We showed that our method can be applied to the three data types of MGI giving high recall (Additional File 13
, Table S12), and thus might save curation time (measured by the FT term). However, a direct comparison of our method and those methods in TREC 2005 is difficult because we used a different set and number of papers for training and testing (Additional File 10
, Table S9) than those used by TREC 2005 participants. As indicated earlier, the PN ratio affects precision value. In the TREC 2005 systems, the number of negative training papers is much larger than that of the positive papers: this disparity may adversely affect precision. We think that this factor may need to be taken into consideration when evaluation schemes are designed.
Previously we developed a combinatorial Boolean keyword search using Textpresso [44
] to identify papers that contained the RNAi data type (G. Schindelman, J. Chan, and P. Sternberg, unpublished results) with a recall of 0.96 and precision of 0.61. This was obtained after eight iterations of refining keywords in the search query and subsequent manual examination of false negative and false positive articles. This process requires expert domain knowledge for a specific data type and time consuming manual effort, unlike the SVM method which is completely automatic with a given training set and can be readily used for different data types. Furthermore, for those data types without a sufficient set of specific keywords, this approach may not be applicable.

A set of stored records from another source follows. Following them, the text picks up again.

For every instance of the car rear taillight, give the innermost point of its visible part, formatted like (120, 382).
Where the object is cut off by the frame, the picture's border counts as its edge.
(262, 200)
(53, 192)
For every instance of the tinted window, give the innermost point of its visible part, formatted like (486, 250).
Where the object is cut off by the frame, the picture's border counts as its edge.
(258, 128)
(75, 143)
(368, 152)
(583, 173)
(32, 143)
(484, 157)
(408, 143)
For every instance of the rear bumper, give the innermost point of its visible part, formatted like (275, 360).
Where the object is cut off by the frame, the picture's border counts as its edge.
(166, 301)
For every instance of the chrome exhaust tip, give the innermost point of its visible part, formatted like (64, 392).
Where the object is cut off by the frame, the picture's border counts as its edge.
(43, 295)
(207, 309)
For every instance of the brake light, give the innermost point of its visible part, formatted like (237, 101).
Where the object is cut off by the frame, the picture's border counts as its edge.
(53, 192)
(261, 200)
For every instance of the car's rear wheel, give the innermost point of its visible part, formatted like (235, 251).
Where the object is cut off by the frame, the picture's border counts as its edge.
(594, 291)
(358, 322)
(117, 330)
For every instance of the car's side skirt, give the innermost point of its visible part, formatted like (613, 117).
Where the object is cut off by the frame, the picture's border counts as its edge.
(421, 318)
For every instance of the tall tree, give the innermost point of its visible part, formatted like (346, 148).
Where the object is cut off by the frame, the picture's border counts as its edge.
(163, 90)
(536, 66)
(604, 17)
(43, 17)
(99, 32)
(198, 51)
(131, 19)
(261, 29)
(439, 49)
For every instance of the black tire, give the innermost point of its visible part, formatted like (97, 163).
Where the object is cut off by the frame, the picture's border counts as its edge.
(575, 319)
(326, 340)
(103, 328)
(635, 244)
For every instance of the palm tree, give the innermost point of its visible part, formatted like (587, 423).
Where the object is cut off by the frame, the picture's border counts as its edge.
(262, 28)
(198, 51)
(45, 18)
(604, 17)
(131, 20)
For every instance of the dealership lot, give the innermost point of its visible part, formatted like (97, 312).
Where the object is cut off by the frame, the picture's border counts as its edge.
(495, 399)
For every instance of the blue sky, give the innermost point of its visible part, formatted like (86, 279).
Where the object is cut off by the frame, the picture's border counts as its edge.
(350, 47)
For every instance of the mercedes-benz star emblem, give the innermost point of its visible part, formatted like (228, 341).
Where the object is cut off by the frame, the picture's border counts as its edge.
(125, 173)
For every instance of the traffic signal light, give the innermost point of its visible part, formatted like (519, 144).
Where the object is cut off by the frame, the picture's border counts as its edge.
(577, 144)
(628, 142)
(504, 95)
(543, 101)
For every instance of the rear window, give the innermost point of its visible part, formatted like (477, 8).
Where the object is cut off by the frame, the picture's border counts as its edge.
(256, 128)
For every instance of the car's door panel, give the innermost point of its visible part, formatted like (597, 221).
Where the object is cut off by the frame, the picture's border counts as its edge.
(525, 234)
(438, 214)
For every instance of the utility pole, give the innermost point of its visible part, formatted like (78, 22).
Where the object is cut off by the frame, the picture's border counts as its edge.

Once documents have been classified for data type identification, a subsequent task in biocuration is extraction of the information of interest. While attempts to automate fact extraction can be undermined by high false positive rates, we have observed that the false positive rate in text extraction of Gene Ontology Cellular Component data by a category-based semi-automatic text extraction approach using Textpresso [14
] is significantly decreased when extraction is performed on only those papers identified as containing gene expression data by SVM (K. Van Auken, R. Fang, J. Chan, H.-M. Müller, and P. Sternberg, unpublished results). We expect that a filtering step provided by SVM analysis will have the same effect on other text extraction methods, as well.